Our own Opus degradation incident showed what undetected drift looks like. Over three days, every metric moved in the wrong direction: the agent stopped reading before editing, thinking depth cratered, cost per task spiked, and the model began violating its own documented conventions — with CLAUDE.md still in context. None of this was visible in any individual task output. The failure was only detectable in trajectory metrics compared against a prior baseline. Exactly the gap that continuous evaluation would have caught before it compounded.
The practical minimum: track cost per task, pass@1 rate, and Read:Edit ratio as time series. When any metric crosses 2σ above its baseline across three sessions, investigate before shipping. The trajectory assertions from trajectory.py become the input; the threshold and alerting are engineering work, not research.
Open questions
Automated degradation detection. The April 2026 incident documented the signature clearly: Read:Edit ratio, thinking depth, stop-hook violations, and cost all moved together while CLAUDE.md was in context and code-level quality checks passed. The metrics exist in trajectory.py. What doesn’t exist is an automated detector that fires before the fourth degraded session rather than after. Trajectory assertions as CI gates are the prerequisite. The threshold validation requires establishing what constitutes normal variance versus genuine model-quality shift. A sample-size question we haven’t resolved.
Reviewer baseline problem. The current reviewer sees the current codebase state, not the delta. A pre-existing type error is indistinguishable from one the agent introduced. Fixing this requires a baseline snapshot: run tsc on main before the task, capture the error set, compare the post-task error set against that baseline rather than zero. Not implemented.
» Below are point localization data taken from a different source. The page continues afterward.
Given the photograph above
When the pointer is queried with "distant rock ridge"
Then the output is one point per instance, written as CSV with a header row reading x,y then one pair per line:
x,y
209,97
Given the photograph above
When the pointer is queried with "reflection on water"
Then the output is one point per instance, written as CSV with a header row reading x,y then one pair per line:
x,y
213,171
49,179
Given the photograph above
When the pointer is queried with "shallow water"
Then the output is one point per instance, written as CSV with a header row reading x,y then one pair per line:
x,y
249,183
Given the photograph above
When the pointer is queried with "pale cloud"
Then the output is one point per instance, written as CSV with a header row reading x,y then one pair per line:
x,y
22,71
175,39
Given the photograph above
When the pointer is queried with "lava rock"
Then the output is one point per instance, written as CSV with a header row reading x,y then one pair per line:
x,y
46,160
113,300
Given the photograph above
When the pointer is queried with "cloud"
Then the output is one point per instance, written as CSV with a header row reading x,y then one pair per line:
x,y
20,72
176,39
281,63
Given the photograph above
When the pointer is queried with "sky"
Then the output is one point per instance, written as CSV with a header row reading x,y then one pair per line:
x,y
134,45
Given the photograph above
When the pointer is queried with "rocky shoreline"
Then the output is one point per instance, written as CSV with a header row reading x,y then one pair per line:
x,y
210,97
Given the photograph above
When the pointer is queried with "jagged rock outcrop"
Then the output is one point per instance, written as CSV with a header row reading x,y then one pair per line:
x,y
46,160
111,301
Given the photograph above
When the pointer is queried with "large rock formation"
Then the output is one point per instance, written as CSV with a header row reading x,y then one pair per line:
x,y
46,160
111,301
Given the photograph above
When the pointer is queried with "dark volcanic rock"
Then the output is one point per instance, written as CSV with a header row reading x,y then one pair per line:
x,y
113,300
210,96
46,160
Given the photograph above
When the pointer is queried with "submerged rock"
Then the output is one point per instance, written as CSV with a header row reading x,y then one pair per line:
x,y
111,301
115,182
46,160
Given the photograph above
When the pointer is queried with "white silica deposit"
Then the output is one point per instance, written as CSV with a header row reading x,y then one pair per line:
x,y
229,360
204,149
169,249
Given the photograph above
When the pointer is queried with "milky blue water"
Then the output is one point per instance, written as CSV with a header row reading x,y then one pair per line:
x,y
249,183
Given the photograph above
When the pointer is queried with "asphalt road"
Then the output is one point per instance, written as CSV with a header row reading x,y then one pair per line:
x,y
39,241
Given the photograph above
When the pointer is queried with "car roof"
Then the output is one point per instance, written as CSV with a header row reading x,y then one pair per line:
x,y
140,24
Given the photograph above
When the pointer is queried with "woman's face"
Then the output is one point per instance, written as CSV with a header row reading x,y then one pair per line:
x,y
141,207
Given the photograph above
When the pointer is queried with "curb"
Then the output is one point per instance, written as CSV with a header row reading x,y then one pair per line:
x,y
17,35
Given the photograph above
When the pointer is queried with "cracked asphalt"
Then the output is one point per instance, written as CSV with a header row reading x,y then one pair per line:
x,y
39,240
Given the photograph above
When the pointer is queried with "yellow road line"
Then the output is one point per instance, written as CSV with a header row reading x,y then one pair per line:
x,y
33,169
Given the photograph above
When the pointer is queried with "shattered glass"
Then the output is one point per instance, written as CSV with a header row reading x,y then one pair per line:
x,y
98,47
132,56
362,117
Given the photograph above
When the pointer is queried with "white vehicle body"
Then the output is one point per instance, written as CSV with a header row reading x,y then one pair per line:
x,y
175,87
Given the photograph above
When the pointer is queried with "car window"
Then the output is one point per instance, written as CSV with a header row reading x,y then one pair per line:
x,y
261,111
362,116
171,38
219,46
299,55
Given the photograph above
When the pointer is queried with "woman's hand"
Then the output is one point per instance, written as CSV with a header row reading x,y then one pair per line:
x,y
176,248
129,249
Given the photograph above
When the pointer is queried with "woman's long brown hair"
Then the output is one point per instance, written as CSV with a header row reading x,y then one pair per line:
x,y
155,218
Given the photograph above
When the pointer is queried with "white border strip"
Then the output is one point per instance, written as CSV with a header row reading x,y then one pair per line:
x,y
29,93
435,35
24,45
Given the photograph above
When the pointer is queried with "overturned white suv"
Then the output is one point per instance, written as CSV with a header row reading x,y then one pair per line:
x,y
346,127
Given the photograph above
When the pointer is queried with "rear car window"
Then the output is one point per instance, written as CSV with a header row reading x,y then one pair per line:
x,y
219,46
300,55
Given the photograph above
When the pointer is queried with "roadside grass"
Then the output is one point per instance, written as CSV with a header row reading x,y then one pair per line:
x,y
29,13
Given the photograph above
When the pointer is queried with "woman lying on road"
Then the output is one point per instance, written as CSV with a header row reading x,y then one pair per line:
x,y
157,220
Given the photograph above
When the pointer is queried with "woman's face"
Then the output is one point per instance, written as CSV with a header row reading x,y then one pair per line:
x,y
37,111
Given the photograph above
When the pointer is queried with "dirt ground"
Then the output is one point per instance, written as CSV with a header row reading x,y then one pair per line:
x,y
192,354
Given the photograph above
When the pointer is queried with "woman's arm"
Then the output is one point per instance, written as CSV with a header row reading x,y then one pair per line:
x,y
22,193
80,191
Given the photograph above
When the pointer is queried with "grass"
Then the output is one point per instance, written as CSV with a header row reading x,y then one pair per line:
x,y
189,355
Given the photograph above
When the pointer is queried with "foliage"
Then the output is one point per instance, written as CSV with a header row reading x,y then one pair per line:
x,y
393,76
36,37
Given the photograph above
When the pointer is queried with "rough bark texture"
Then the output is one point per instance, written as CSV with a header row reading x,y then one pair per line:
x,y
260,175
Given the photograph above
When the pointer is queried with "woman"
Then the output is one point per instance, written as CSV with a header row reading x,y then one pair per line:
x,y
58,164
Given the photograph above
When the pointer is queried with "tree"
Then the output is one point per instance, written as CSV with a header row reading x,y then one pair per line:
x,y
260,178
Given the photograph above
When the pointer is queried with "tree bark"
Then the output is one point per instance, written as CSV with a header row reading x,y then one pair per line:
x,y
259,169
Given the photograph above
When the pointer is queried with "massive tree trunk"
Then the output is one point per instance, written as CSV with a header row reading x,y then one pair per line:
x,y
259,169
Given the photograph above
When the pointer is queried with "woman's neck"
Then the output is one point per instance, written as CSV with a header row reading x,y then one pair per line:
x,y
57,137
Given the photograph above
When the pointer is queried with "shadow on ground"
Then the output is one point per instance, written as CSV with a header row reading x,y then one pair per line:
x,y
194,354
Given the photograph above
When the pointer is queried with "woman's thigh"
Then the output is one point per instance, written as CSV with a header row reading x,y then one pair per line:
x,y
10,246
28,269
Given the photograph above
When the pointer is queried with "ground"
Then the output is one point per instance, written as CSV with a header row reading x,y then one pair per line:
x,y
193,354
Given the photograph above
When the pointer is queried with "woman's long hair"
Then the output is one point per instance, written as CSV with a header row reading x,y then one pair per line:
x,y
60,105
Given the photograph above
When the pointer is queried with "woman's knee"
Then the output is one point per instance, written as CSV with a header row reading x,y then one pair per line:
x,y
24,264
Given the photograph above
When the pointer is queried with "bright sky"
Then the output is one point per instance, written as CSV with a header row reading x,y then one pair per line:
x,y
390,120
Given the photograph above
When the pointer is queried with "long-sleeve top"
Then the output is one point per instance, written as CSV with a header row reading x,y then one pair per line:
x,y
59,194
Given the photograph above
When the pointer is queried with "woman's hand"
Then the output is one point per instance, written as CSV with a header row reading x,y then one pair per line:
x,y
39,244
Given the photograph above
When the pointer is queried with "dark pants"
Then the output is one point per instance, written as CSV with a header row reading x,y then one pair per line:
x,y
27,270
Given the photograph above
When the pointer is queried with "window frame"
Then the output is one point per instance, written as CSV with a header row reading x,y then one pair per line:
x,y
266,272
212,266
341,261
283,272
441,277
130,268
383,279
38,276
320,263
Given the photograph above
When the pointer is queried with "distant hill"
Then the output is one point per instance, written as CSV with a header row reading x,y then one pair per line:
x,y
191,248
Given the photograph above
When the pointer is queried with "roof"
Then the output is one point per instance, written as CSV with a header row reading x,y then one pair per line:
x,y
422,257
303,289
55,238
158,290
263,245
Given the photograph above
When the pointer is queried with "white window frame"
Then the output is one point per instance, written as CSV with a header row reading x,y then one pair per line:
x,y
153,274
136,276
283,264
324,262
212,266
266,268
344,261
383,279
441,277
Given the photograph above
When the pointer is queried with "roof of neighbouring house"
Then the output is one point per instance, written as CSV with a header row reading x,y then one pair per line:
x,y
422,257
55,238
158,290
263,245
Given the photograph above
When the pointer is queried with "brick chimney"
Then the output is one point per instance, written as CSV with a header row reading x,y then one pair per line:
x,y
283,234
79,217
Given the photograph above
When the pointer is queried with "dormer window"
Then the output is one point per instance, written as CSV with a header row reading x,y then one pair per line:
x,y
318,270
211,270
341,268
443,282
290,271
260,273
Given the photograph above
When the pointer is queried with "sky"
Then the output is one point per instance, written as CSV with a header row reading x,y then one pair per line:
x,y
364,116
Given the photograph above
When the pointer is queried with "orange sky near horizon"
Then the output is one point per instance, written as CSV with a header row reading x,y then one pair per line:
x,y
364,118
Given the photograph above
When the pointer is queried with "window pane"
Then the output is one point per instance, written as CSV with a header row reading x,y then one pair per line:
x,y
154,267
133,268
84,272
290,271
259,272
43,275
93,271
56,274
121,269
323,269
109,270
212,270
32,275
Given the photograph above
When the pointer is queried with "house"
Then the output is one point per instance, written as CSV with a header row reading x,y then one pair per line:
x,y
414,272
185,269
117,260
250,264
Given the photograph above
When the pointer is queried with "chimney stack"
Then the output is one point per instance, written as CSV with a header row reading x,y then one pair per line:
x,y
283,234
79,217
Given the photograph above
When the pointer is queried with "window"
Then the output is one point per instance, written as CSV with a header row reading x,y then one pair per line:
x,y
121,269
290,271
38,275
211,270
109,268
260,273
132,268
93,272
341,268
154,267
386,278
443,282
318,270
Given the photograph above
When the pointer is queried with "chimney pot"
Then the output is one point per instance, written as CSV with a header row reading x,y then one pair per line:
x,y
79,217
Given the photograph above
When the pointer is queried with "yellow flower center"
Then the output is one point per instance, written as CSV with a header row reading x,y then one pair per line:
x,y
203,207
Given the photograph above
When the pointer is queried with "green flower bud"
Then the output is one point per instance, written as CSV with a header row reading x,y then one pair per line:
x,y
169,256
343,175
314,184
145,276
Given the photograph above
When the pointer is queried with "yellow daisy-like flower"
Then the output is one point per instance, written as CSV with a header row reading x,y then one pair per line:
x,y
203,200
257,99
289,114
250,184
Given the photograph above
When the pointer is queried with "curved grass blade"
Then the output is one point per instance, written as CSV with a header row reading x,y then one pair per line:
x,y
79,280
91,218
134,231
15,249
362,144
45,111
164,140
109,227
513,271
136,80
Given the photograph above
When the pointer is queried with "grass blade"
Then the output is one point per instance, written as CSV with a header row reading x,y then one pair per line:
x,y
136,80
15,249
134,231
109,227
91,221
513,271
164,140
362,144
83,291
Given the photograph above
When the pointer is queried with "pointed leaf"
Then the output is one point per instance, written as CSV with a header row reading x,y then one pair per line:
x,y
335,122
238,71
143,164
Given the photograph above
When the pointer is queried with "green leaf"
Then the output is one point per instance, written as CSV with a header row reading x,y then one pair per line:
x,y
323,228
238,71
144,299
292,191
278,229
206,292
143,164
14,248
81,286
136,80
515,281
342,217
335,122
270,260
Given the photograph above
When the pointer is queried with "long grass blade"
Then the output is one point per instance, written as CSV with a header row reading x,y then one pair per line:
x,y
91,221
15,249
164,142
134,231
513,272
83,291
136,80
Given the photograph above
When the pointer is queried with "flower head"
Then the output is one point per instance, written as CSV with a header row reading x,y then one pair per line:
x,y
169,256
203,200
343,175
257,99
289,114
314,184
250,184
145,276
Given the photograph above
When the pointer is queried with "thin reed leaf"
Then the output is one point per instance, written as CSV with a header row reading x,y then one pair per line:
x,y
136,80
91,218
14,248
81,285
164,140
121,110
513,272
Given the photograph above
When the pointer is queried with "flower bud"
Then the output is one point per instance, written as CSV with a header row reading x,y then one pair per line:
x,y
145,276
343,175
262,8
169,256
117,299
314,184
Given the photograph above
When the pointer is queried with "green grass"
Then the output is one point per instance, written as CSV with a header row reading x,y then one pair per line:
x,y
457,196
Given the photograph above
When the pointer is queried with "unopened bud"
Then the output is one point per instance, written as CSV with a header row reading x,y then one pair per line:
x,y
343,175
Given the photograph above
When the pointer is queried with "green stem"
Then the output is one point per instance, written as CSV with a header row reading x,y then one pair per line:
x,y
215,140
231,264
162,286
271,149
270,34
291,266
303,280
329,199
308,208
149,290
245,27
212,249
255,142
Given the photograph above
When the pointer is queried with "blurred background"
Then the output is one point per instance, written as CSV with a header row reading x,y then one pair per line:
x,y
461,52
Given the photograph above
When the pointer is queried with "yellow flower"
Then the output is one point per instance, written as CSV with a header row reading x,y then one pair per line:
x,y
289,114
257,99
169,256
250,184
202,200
One-day engineering work with direct impact on review accuracy.
Bounded review iterations. Nothing in our pipeline prevents a stubborn reviewer and a confused worker from cycling indefinitely. The fix is a counter: a hard ceiling on rework iterations after which a human is escalated to. But it is not in place. At what iteration count should a pipeline halt and surface to a human? This is an operational question we have not answered with data.